05/07/2025

✿ ver coisas com todas as partes do corpo sensíveis ao medo


"Às vezes ainda sou como antes. E outras vezes como se nunca tivesse sido aquele que era antes. Como se me tivesse saído tudo pelo buraco da cabeça, e só restasse um medo negro e as coisas que tenho à volta do pescoço. E não posso deixar de olhar para a escuridão do olho que já não vê e de ficar tonto, nem de pensar que nunca mais voltarei a ser o que era, nem de pensar que não me mataram, mas que me esmagaram para sempre. Nem de pensar que terei de voltar a morrer e que morrer mete tanto medo, e que gostaria de poder morrer então e de não ter de voltar a fazê-lo. E de não ter de aprender o medo. Porque há coisas que não queremos aprender, que não devíamos aprender, e que sempre aprendemos. E já não se pode fazer nada, não se pode querer nada, nem sentir nada, de tanto medo. Não se pode voltar a ser como se era antes, porque antes não se tinha aprendido o medo. Quando o medo entra em nós, é o fim. E então é preciso tomar comprimidos e é preciso dormir e é preciso voltar a começar um dia atrás do outro.

Quando as pessoas aparecem cá em cima para nos ver, digo-lhes que estamos a fazer um retiro, numa casa de campo, para nos inspirarmos, para escrevermos romances e essas coisas. E os meus amigos riem-se. Os meus amigos, cheios de paciência, porque as pessoas cansam-se logo de esperar que estejamos bem.

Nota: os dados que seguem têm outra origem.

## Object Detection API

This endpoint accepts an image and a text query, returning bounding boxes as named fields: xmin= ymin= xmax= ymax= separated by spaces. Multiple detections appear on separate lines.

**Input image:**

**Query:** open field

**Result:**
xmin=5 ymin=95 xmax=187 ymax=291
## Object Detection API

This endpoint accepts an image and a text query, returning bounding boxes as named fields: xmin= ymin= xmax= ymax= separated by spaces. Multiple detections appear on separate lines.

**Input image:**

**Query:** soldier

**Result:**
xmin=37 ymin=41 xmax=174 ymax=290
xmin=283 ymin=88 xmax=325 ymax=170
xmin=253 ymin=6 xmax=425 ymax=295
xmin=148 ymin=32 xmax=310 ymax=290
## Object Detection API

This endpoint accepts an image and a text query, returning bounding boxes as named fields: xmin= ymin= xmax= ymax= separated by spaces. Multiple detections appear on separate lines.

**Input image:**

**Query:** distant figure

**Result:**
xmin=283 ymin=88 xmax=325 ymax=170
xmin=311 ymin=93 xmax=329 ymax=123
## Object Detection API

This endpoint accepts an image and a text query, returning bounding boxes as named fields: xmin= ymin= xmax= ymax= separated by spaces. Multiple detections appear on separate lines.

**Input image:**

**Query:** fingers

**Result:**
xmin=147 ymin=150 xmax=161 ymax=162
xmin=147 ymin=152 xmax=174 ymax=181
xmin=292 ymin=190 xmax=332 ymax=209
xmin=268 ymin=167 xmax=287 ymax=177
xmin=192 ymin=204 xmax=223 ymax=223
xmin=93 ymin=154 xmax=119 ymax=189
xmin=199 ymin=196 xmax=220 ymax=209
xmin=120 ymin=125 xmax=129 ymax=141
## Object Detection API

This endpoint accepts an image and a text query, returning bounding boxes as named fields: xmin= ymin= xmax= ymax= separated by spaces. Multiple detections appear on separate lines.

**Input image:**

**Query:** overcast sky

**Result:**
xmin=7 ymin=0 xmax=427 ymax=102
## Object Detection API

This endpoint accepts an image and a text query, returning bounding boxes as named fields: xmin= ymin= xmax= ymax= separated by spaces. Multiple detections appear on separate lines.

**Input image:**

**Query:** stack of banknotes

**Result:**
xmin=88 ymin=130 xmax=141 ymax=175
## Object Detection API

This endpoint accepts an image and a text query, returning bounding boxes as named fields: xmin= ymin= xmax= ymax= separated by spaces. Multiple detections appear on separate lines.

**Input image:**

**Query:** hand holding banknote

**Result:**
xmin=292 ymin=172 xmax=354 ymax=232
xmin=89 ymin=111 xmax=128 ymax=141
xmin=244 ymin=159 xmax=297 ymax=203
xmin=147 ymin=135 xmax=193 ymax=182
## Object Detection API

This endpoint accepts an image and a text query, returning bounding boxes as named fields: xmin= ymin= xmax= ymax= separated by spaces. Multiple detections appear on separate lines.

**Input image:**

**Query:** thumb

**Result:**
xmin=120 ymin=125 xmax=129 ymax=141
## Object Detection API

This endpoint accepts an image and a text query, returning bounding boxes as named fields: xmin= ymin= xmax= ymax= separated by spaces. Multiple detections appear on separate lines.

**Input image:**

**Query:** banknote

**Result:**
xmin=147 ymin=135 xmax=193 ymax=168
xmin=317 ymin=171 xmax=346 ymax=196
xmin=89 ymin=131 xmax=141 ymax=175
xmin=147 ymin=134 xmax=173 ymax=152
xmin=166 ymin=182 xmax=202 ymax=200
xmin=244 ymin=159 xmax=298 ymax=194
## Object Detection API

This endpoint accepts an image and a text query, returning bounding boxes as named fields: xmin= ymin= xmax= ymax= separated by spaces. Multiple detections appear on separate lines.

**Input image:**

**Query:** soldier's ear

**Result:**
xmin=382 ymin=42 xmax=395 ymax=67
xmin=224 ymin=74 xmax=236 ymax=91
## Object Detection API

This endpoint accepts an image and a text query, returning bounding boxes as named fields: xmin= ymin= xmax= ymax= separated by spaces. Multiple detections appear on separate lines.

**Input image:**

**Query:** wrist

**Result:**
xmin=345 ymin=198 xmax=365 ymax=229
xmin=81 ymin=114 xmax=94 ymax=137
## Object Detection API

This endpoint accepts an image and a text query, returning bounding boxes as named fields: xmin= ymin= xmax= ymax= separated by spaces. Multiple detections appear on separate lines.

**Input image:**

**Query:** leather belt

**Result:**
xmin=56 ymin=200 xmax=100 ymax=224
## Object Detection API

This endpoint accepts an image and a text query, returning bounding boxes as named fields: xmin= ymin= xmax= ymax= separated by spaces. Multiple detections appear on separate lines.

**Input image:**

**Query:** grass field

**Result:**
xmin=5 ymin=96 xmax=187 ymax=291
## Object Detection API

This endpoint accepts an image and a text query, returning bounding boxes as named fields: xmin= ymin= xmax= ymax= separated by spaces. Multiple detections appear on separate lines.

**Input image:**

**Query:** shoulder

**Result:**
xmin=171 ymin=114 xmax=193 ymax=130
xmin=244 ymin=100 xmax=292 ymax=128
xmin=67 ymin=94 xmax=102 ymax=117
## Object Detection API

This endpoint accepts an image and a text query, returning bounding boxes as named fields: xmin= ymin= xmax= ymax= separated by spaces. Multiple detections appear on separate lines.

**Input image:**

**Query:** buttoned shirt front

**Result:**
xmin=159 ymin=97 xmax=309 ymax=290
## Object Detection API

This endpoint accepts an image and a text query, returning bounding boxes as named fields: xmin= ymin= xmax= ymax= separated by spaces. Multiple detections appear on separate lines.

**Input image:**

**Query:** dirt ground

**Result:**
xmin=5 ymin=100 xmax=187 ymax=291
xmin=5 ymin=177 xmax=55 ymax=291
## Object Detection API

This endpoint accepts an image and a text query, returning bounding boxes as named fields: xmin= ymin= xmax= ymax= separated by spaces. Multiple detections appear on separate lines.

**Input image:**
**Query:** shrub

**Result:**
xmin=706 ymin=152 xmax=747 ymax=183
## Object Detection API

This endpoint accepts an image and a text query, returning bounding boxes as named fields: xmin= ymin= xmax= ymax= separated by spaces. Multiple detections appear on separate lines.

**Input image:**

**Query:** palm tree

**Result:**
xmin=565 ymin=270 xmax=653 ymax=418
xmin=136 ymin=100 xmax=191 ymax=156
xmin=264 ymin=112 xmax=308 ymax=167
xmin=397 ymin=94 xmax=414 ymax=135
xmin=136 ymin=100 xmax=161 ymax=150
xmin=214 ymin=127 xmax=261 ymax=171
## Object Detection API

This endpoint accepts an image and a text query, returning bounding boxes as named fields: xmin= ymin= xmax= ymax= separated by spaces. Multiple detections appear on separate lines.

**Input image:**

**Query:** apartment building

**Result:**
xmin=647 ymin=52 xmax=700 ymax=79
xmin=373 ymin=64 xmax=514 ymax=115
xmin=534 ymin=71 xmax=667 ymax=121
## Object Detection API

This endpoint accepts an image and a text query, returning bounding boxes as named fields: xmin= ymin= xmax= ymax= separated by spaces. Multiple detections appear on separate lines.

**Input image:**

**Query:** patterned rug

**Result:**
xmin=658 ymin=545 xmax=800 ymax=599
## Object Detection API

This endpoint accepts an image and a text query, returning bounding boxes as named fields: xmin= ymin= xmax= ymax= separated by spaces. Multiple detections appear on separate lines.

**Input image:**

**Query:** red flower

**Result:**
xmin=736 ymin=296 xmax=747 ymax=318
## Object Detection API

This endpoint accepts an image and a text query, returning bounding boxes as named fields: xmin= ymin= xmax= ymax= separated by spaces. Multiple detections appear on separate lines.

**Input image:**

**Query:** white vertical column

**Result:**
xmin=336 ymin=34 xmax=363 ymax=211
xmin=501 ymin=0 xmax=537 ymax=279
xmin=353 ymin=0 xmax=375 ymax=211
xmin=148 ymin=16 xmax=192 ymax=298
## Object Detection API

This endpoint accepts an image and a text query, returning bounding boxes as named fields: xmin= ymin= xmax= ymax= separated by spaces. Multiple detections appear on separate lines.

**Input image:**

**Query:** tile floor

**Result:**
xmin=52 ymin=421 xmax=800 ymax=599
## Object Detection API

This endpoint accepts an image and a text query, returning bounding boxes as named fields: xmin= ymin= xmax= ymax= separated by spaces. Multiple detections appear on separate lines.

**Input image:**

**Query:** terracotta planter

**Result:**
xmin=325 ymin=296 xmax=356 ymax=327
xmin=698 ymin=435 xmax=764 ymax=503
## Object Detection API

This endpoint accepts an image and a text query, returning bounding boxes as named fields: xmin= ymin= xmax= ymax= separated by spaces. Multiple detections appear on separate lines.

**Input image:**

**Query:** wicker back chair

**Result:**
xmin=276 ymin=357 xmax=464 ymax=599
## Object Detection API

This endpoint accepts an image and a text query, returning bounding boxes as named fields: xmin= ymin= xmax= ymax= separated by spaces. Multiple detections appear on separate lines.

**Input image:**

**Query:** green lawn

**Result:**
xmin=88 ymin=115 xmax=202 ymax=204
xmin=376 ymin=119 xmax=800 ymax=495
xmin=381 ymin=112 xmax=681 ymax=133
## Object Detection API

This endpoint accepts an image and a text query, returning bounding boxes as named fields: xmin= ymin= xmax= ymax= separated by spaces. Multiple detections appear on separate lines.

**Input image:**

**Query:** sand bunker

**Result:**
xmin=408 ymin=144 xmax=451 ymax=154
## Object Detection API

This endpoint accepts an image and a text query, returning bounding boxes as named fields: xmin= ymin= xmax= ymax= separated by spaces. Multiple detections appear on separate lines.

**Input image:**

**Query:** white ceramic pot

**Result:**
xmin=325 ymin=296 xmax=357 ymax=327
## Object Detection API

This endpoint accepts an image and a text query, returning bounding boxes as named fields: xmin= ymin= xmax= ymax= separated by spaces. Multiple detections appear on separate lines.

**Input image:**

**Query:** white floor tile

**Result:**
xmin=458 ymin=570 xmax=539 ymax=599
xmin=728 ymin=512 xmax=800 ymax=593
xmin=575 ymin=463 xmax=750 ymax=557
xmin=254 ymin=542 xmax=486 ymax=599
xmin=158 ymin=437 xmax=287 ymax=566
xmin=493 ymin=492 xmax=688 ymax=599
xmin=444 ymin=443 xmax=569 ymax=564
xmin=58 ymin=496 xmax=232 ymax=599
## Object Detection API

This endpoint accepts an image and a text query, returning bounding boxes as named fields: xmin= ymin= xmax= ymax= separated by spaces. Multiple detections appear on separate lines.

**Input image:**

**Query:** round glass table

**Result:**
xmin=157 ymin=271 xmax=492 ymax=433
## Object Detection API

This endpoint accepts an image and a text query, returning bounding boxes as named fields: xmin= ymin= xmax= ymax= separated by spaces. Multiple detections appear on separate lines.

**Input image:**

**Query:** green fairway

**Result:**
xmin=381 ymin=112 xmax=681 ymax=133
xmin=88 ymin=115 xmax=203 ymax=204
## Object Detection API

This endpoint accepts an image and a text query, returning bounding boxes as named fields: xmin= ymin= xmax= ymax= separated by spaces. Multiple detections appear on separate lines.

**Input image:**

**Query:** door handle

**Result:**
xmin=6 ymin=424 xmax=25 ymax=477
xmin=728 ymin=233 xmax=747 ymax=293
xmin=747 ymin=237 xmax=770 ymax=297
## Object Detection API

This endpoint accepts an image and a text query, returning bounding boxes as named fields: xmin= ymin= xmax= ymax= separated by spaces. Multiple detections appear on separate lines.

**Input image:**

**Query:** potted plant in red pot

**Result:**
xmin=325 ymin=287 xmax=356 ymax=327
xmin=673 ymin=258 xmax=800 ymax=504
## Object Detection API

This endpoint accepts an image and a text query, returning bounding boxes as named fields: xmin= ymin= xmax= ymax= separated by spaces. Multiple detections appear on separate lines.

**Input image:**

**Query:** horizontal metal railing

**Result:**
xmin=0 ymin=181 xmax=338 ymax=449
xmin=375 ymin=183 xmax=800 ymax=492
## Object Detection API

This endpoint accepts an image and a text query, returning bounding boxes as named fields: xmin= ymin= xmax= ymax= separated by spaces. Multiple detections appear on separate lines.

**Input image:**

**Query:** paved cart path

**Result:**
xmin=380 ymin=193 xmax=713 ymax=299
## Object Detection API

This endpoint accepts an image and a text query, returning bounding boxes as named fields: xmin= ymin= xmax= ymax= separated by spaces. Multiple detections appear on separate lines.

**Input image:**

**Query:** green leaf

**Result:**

Queria falar sobre as coisas boas que encontrámos quando chegámos cá acima e do quão bem nos sentimos com a montanha e com o ar limpo quando levamos um tiro na cabeça." (Irene Solà, Eu canto e a montanha dança)



Le meraviglie
 (2014), Alice Rohrwacher


"Um dia estava a apanhar ervas com a minha avó e perguntei-lhe o que eram as cascatas. Eu via-as desde sempre, penduradas entre o céu e a terra, como as nuvens. Umas maiores, outras mais pequenas, de um azul disfarçado, bonito e transparente como o do rio. A minha avó olhou para a parte do céu para onde eu apontava e exclamou: 'Ai, Nossa Senhora, minha filha! Fizemo-la bonita!' E não disse mais nada. A minha avó chamava-se Dolors. A avó Dolors não me disse que por baixo das cascatas há poços e rios subterrâneos. Não me disse que as cascatas indicam água nem que só eu, o meu bisavô e ela é que as víamos. Nem que era por isso que ela encontrava água. Nem me disse que quem vê cascatas vê mais coisas. Mas não com os olhos. Com a barriga e com todos os pelos dos braços e da nuca, e com o fígado, com a pleura, o coração e a bílis, e com todas as partes do corpo sensíveis ao medo e à tristeza. Nem disse nada da escuridão das esquinas. Nem das coisas tão tristes que são como uma bofetada. Nem das coisas que nunca se podem fazer, sob nenhuma circunstância. Nem dos que morrem e não partem. Nem dos buracos pelos quais a terra respira. Nem da balança." (Eu canto e a montanha dança)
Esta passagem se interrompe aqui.